Sumit Singhal loves modern architecture. He comes from a family of builders who have built more than 20 projects in the last ten years near Delhi in India. He has recently started writing about the architectural projects that catch his imagination.
Clermont-Ferrand School of architecture in France by du Besset-Lyon architectes urbanistes
December 24th, 2015 by Sumit Singhal
Article source: AHA
The task was to transform a sanatorium, built in 1930’s, into a School of Architecture. The Sanatorium is a perfect example of functional architecture, and it has to change radically its function. In order to preserve the rational spirit of the existing building and to create a model of a coherent architecture for the future students, our project becomes a pure reconversion: we restated the main architectural concept of the Sanatorium.
The project consists of 5 points:
2 – At times, the sanatorium isolated the patients; today, it hosts social activities. The essential student gatherings are located on the ground floor in connected spaces.

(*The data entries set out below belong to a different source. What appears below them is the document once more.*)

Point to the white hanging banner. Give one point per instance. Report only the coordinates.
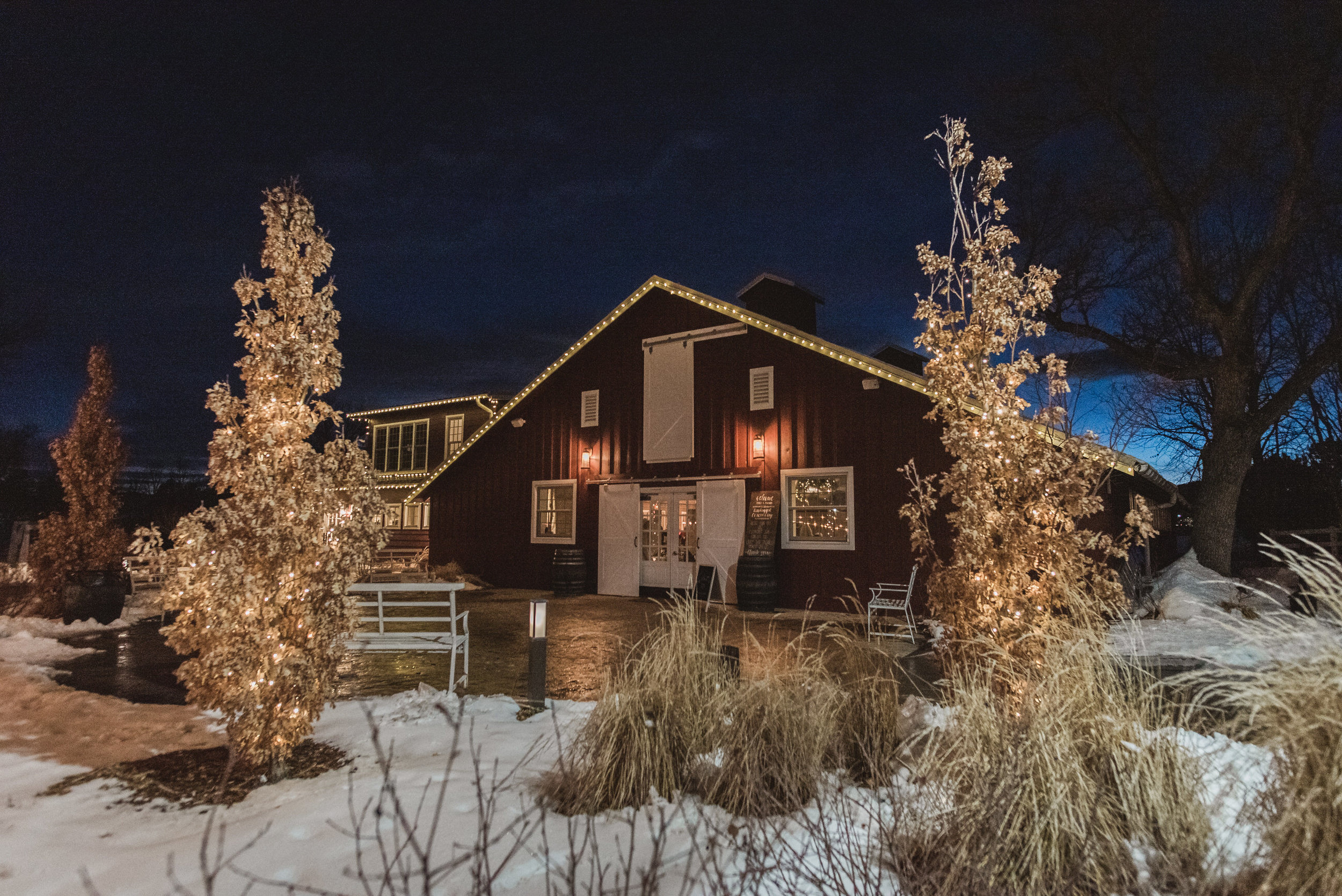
(618, 541)
(669, 402)
(723, 528)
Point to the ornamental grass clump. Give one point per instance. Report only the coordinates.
(866, 738)
(1054, 788)
(771, 739)
(1019, 485)
(261, 579)
(677, 718)
(1293, 704)
(650, 723)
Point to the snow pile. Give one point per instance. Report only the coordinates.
(917, 714)
(15, 574)
(38, 627)
(33, 642)
(22, 647)
(418, 706)
(1208, 617)
(1187, 589)
(125, 848)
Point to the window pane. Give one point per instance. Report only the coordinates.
(818, 509)
(380, 448)
(420, 446)
(409, 447)
(820, 491)
(820, 525)
(555, 512)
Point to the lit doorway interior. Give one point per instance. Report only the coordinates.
(669, 540)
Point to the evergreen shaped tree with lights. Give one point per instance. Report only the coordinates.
(1020, 565)
(262, 577)
(89, 458)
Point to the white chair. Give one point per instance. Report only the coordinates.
(892, 599)
(451, 642)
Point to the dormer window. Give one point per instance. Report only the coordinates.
(400, 447)
(455, 432)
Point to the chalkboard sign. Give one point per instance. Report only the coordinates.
(763, 523)
(706, 582)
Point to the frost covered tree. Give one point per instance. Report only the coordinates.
(1020, 565)
(89, 458)
(261, 579)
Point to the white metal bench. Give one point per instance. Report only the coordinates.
(450, 642)
(893, 604)
(147, 573)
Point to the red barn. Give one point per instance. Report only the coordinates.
(643, 443)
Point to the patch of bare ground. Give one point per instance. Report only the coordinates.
(196, 777)
(39, 717)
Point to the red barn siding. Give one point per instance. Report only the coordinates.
(822, 418)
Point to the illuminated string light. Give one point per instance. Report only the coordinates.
(917, 384)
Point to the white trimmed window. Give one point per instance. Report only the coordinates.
(818, 509)
(455, 434)
(591, 408)
(553, 512)
(400, 447)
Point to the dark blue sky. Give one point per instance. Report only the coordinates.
(492, 181)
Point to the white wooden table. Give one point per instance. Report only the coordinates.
(450, 642)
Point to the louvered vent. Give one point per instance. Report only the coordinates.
(761, 388)
(591, 407)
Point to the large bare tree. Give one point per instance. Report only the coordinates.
(1195, 214)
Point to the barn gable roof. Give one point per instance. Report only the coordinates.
(843, 356)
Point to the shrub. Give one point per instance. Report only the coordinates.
(650, 723)
(1294, 706)
(1048, 792)
(769, 741)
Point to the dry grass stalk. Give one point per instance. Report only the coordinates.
(1295, 709)
(1047, 790)
(651, 720)
(771, 741)
(675, 719)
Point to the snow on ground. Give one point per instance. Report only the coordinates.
(1206, 616)
(46, 840)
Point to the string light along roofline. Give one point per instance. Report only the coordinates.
(844, 356)
(422, 404)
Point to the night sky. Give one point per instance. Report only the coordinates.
(494, 178)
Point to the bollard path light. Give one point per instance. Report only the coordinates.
(536, 657)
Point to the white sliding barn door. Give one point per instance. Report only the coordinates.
(723, 529)
(669, 402)
(618, 541)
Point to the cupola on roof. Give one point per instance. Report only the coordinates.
(779, 298)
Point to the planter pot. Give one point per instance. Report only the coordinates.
(570, 574)
(757, 585)
(97, 593)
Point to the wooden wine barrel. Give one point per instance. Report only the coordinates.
(757, 584)
(570, 574)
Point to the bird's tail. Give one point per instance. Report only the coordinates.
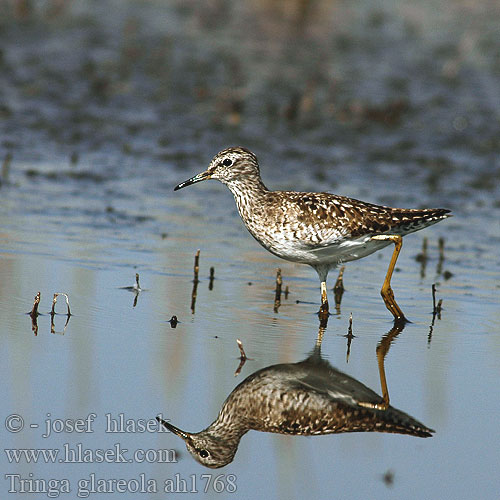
(409, 220)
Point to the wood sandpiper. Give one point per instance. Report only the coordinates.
(307, 398)
(319, 229)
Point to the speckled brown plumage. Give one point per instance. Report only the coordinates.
(306, 398)
(319, 229)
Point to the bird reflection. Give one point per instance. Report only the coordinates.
(307, 398)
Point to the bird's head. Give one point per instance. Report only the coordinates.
(207, 449)
(228, 166)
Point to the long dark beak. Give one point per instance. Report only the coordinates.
(197, 178)
(173, 428)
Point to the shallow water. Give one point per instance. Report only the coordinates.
(399, 105)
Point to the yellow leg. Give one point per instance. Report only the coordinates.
(382, 350)
(324, 298)
(386, 292)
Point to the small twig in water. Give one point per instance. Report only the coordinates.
(196, 271)
(349, 337)
(196, 268)
(54, 301)
(34, 311)
(211, 279)
(439, 267)
(243, 357)
(339, 289)
(277, 292)
(422, 258)
(5, 168)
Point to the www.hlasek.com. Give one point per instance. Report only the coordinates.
(53, 488)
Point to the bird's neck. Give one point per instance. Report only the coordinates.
(248, 194)
(228, 429)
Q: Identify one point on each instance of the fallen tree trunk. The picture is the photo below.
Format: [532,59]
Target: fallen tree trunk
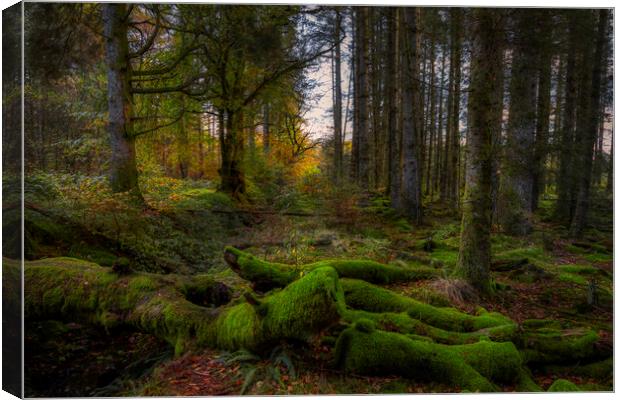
[268,275]
[76,290]
[473,367]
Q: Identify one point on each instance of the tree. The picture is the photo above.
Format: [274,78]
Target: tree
[516,185]
[337,99]
[392,107]
[362,134]
[486,78]
[563,207]
[411,204]
[123,170]
[586,150]
[543,104]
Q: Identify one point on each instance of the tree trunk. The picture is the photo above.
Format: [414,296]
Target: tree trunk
[610,166]
[123,170]
[266,133]
[363,173]
[455,140]
[231,146]
[563,206]
[583,198]
[543,105]
[516,185]
[440,127]
[411,185]
[392,108]
[183,144]
[432,123]
[337,103]
[486,77]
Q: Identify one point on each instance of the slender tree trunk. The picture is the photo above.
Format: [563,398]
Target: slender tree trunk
[455,141]
[563,205]
[583,199]
[486,78]
[557,115]
[123,170]
[266,131]
[543,105]
[354,167]
[610,166]
[516,185]
[411,185]
[445,172]
[392,107]
[201,148]
[598,158]
[432,122]
[438,146]
[337,102]
[362,75]
[183,144]
[231,147]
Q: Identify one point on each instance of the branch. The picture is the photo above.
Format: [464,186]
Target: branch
[150,40]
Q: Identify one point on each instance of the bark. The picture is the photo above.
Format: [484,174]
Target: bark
[266,131]
[516,186]
[563,206]
[363,86]
[266,275]
[337,103]
[610,165]
[486,78]
[411,203]
[455,140]
[543,105]
[123,170]
[440,126]
[232,150]
[183,151]
[432,114]
[392,108]
[76,290]
[583,200]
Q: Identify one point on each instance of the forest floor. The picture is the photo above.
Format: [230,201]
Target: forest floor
[568,281]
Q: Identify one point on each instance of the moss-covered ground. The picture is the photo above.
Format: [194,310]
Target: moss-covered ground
[568,284]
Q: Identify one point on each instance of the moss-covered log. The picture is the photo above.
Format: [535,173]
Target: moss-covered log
[551,345]
[403,323]
[562,385]
[365,296]
[473,367]
[268,275]
[77,290]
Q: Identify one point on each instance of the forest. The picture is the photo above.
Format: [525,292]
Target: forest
[231,199]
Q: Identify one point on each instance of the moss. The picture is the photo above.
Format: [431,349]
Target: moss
[271,275]
[445,256]
[547,345]
[403,323]
[365,296]
[525,383]
[599,257]
[572,278]
[578,269]
[297,312]
[600,370]
[386,353]
[77,290]
[541,323]
[562,385]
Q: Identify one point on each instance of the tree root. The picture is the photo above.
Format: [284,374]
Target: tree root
[72,289]
[365,350]
[267,275]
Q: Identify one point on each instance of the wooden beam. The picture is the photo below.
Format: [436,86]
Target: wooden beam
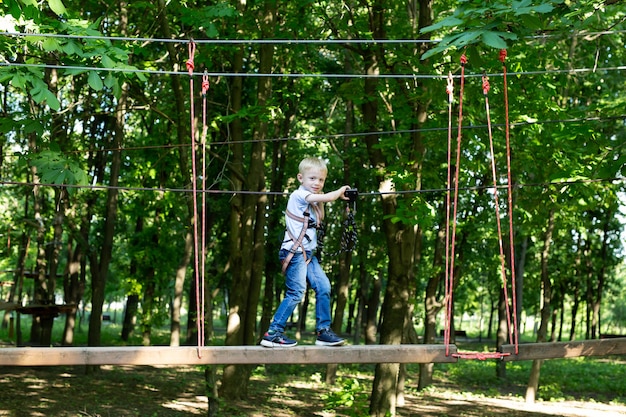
[557,350]
[223,355]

3 – The sun was the reason of existence of the sanatorium that was oriented towards the south. We interpreted this distinctive feature: The main entry, situated on the North façade is no longer considered as a back shadowy side of the South façade. It receives the sun thanks to a monumental mirror that reflects the illuminated landscape. On each level, the horizontal circulation is placed on the South side of the building and serves as a thermal barrier protecting the studios from the sunlight.
4 – The narrowness of the building becomes of a use. On each level the main circulation is placed along the South side of the building. One can enjoy an exceptionally open panoramic view taking the long walkway.
5 – The sanatorium is a rational architecture that had to be adapted to the actual fire and seismic regulations. The existing structure in masonry has been doubled for seismic reasons by a substantial steel structure. The fire security passage runs along southern façade and coordinates the relationship between the building and the terrace garden.
The du Besset-Lyon Partnership was created in 1988 in Paris. It actually consists, besides the two partners, of ten full time employees, eight of whom are registered architects.
The office has been involved in the design and construction of several buildings in a number of areas: public amenities – mainly libraries offices, housing, industrial constructions and interior design. The office is also in charge of several urban studies.
Du Besset-Lyon has been awarded “Equerre d’Argent” in 2002 (Le Moniteur prize), was finalist for the Mies Van der Rohe Prize in 2003, and was second “Prize for first achievement” in 1987 (Le Moniteur prize). The office has established a reputation for quality in its architectural projects and is regularly invited in major competitions.
Each building and architectural project produced by the office is specific and its design is the result of a statement. In the statement we make clear our position by answering some basic questions: what ambitions, potentials, limits and contradictions can be found in the situations in which the projects will play its part? How does the project respond to the situation and bring coherence to it? How does it go beyond the ordinary condition? What are the advantages that architecture can bring? How architecture does relate to the cultural background? Our positions, our concepts, constantly differ because there are no given situations, because we tend to be precise and because the means of architecture are, in principle, infinite. Accordingly our buildings do not look alike.